There are other ways to look at model performance, other than R or R-square (I wouldn't have a specific preference for either of those two), such as mean deviation, average relative deviation, etc.(see the Goodness of Fit module and documentation). In some applications, not only does the deviation-from-predicted-values matter, but also the distribution of the predictions which should match the observed distribution of the outputs of interest. This is relevant when building simulation models of manufacturing processes for example.
Hope this is useful.
Thomas Hill, Ph.D.
Executive Director, Analytics
Dell | Information Management Group, Dell Software
Thank you to both of you for your advice, if I could push it a little further, have you got any suggestions about which subset (train, test or validate) is most appropriate to report in the Abstract.

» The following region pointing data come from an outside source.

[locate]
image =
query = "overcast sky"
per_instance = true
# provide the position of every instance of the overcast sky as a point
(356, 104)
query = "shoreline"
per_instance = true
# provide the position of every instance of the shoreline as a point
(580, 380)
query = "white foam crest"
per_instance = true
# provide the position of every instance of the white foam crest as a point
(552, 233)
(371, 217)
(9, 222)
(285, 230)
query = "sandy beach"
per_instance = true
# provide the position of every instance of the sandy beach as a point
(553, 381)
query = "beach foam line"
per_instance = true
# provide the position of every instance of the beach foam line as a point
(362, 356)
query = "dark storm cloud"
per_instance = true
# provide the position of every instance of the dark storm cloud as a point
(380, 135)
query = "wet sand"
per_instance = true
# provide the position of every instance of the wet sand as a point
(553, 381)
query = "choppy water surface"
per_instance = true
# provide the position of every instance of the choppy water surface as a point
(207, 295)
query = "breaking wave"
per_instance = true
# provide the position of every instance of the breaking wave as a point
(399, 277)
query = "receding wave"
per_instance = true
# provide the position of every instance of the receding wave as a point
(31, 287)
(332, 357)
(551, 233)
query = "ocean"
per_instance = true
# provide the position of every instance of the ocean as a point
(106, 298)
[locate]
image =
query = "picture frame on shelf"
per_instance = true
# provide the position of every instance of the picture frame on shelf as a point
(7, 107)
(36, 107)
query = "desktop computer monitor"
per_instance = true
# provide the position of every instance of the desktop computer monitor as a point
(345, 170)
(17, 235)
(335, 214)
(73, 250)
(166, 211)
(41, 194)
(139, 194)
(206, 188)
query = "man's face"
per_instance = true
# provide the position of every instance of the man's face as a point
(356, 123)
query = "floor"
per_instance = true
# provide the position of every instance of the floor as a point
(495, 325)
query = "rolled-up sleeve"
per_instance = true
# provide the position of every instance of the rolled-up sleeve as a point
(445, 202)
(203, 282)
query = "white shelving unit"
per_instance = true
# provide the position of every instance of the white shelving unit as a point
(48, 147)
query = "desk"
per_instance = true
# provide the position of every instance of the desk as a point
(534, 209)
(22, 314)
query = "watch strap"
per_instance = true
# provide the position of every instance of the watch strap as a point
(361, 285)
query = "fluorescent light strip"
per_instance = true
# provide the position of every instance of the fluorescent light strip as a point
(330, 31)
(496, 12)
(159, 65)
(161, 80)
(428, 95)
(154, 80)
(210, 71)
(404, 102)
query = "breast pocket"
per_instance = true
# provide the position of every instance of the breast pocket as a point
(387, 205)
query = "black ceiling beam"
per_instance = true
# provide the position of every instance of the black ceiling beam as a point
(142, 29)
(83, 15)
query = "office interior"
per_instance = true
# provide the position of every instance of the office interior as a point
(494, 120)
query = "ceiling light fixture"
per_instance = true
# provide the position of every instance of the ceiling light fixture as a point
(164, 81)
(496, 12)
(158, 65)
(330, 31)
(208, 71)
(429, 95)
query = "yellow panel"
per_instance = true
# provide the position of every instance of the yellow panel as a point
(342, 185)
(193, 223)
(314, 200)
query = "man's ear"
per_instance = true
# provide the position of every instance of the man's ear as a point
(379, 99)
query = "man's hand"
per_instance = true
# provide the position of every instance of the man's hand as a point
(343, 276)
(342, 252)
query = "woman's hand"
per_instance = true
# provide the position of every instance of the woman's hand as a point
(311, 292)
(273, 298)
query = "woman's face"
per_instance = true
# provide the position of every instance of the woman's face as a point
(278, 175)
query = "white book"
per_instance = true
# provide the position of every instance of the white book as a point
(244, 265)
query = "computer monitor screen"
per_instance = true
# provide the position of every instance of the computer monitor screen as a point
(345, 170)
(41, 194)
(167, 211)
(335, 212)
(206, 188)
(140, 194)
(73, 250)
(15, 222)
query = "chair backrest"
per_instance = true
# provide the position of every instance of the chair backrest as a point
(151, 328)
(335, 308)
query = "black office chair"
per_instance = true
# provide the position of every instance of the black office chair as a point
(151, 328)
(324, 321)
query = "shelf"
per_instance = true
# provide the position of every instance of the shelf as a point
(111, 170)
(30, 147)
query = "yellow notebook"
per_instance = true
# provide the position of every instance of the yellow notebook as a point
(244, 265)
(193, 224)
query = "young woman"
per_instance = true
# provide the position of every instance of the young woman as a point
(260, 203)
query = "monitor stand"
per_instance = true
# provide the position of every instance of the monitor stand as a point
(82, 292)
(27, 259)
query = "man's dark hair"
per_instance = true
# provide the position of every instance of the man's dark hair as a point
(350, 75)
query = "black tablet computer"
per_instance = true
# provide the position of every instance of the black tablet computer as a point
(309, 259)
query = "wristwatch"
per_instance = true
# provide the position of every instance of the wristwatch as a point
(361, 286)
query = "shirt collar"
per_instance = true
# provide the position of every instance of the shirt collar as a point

I have reported the correlation for each subset in my Results, but for my Abstract I want to succinctly describe the model performance so I have reported on the r for train subset, however, one of my co-authors is suggesting reporting on the correlation for the test subset.
I am perplexed, my understanding is that for a regression ANN, the data are partitioned, the model uses the train subset to ‘learn’ and the test subset is used to compare error (in train and test subsets, in parallel, as to attempt to avoid overfitting). Once the train and test error plateau, the network stops cycling through epochs. And then, I thought the validation subset was used to re-run the learned networks to check of there are aberrations using independent data. Perhaps, rather than reporting on the train (in the Abstract) I should be reporting on the correlation of the validation subset (in the Abstract)?
I realise this is quite a minor issue, but in my field (which is ecological modelling) the literature and published papers using neural networks is not as vast as other fields, most papers only report a single correlation statistic, which I have assumed to be from the train subset.
Thanks again for your advice, it has been very helpful.